5. Among the options given (π/6, π/2, π/3, π), we apply special properties of cosine. Cosine of \( \frac{\pi}{2}x \) has zeros at \(\pm1\), leading to balanced contributions from the integral symmetrically around zero.
6. Evaluating integral symmetry behavior:
   • When \(\alpha = \frac{\pi}{2}\), the cosine terms either become zero at certain critical points, making calculation direct for symmetrical limits.

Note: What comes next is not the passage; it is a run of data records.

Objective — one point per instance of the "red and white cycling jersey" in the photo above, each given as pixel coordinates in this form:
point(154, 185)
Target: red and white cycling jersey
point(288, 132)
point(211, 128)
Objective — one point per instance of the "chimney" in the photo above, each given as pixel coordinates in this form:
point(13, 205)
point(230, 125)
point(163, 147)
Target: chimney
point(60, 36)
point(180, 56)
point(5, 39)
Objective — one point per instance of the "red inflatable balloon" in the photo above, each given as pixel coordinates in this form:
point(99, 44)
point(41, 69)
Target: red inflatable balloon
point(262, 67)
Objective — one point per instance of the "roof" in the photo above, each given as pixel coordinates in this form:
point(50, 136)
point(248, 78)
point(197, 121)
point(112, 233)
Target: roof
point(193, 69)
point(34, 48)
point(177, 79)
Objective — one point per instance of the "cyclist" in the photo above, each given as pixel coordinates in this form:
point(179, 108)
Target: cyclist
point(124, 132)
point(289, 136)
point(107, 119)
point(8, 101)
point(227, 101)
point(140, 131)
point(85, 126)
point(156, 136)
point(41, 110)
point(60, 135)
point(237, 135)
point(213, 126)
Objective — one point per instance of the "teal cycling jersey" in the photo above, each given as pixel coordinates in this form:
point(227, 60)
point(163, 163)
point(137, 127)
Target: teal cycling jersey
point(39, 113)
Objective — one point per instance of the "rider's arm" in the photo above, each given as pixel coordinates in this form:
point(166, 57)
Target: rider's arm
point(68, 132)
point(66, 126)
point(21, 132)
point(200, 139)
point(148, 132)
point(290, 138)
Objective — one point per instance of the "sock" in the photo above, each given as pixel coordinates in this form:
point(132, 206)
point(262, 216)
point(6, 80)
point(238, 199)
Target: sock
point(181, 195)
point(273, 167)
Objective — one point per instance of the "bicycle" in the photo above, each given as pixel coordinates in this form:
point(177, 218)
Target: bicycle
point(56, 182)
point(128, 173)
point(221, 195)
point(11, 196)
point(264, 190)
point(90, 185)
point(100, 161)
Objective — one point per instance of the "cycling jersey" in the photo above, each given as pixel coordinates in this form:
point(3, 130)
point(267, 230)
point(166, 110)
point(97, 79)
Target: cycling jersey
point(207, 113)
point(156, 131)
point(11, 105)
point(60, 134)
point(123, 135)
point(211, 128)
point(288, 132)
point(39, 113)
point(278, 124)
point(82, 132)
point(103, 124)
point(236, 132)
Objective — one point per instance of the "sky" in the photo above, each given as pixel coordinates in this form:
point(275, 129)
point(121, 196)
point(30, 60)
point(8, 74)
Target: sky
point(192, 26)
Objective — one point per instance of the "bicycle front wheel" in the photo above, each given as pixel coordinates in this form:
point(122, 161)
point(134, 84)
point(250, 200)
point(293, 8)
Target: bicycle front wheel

   • Plugging this into the integral, due to periodicity and integration properties: \[\int_{-1}^{1} \frac{\cos \left(\frac{\pi}{2} x\right)}{1+3^x} \, dx = 2 \times \int_{0}^{1} \frac{\cos \left(\frac{\pi}{2} x\right)}{1+3^x} \, dx \] \] Which aligns with the symmetry and gives the evaluated result of \(\frac{2}{\pi}\).
7. Conclusively the correct and matching \(\alpha\) integrates to match with the given \(\frac{2}{\pi}\) only when \(\alpha\) is \(\frac{\pi}{2}\).
8. Therefore, the correct value of \(\alpha\) is \frac{\pi}{2}.